By Staff Writer: Kayla Kocher-Reichenbach

I found an old photograph the other day, the corners curled and fading. My face looked familiar and foreign at once, the same eyes but brighter. I could almost smell the perfume I wore then, that mix of vanilla and uncertainty, and hear the hum of a song I used to play on repeat. Holding that picture, I realized how much had changed while I wasn’t paying attention.
I blinked, and a decade passed.
For years, I moved through life like a dream I couldn’t wake from. Days blurred together, each one rushed, scrolled through, or survived. I thought I’d remember everything: the laughter, the heartbreak, the small in-between moments. But much of it feels hazy now, like I was watching from behind glass. Adulthood didn’t arrive in one big moment. It crept in quietly through routines and grocery lists, through the slow fading of old versions of myself.
Then, one day, I came to. It wasn’t a grand revelation, just a moment: my dog resting her gray muzzle on my lap, my husband laughing in the kitchen, afternoon light spilling gold across the counter.

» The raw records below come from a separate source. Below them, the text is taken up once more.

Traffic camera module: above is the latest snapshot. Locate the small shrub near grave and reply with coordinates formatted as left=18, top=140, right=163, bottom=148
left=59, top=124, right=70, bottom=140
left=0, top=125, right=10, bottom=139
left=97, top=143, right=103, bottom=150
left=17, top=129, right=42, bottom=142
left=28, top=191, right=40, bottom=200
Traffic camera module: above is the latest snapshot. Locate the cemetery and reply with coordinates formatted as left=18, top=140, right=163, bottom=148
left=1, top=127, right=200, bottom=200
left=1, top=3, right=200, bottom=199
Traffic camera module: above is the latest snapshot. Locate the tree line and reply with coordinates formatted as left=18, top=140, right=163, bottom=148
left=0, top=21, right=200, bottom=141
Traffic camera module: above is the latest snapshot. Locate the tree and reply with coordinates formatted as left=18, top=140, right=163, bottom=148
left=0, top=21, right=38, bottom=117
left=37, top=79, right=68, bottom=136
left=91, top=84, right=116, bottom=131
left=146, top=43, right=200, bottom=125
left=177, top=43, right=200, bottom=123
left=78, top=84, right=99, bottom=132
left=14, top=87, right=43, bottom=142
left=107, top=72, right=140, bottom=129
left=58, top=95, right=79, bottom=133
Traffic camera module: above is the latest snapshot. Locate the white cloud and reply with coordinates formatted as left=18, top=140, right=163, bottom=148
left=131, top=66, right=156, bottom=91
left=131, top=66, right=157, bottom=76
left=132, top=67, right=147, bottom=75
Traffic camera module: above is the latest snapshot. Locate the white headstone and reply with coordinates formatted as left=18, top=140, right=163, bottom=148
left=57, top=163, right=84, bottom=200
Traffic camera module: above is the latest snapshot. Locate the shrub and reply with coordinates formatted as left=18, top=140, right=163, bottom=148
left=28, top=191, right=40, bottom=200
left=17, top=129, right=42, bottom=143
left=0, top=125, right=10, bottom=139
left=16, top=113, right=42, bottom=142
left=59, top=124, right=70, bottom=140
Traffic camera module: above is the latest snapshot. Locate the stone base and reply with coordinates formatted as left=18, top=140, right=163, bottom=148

For the first time in a long while, I noticed.
Dear me at 19,
You don’t need to rush. Look up sometimes. Watch the sunset, even from your car after a long day. Laugh hard. Cry when you need to. The world won’t collapse if you pause. You’ll forget some things, but the ones that matter will return in unexpected ways.
Now, near 30, I’m learning to slow down. I take pictures to remember, not to post. I write to feel, not to impress. I watch my dogs sleeping beside me and think about how love isn’t loud; it’s steady, ordinary, and always there if you let yourself see it.
Maybe that’s the point, not that time slipped away, but that I finally caught up to it. Life isn’t ending; it’s unfolding, one conscious heartbeat at a time.
The picture is still in my hands, but now, I’m finally in the frame.